# Essential purchased for newbies & advanced medieval lore covering ars vetus\ars nova!



## deprofundis (Apr 25, 2014)

*Essential purchased for newbies & advanced medieval lore covering ars vetus\ars nova!*

*Les Tresors du moyen-âge *may has well be one of your best entrie into forgotten lore of Ars Vetus to Ars Nova in the depth , whatever your a newbie to the genra or and advanced in the era, a passionated one.

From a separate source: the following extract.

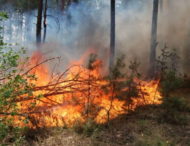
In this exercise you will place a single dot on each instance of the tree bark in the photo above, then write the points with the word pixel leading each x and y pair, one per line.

It featured the best ensemble of the time it were made ,even now this Box-set compilation remained a gem to be ssek out and purchased. I was drooling like a pavlov dog when i heard it entirely, i wont spoil the suprise ahead of you if your buying it, but it's worth the money even if kinda pricy(4 cds) but you have my word it's one of the utter best medieval experience to live and listen.

The naxos* Saints & Sinners* is good 10 cds but , it has minor flaws, some reviewer criiticized there were not enought instrumental music and i admit there more vocal music but it dosen bother me, this is true, but it's time span is incredible from Peter Abelar to Monteverdi.

Than there is this Box set i did not fully explored or listen enought to have fair verdict, but it's fabuleous so far , *Knights, Maids, miracles *box-set of (3 cds) by ensemble La Reverdie.

I hope this post was insighting to Talk classical readers.

:tiphat:


----------



## Richard8655 (Feb 19, 2016)

Very informative! I think this period is often under-appreciated. You got me interested.


----------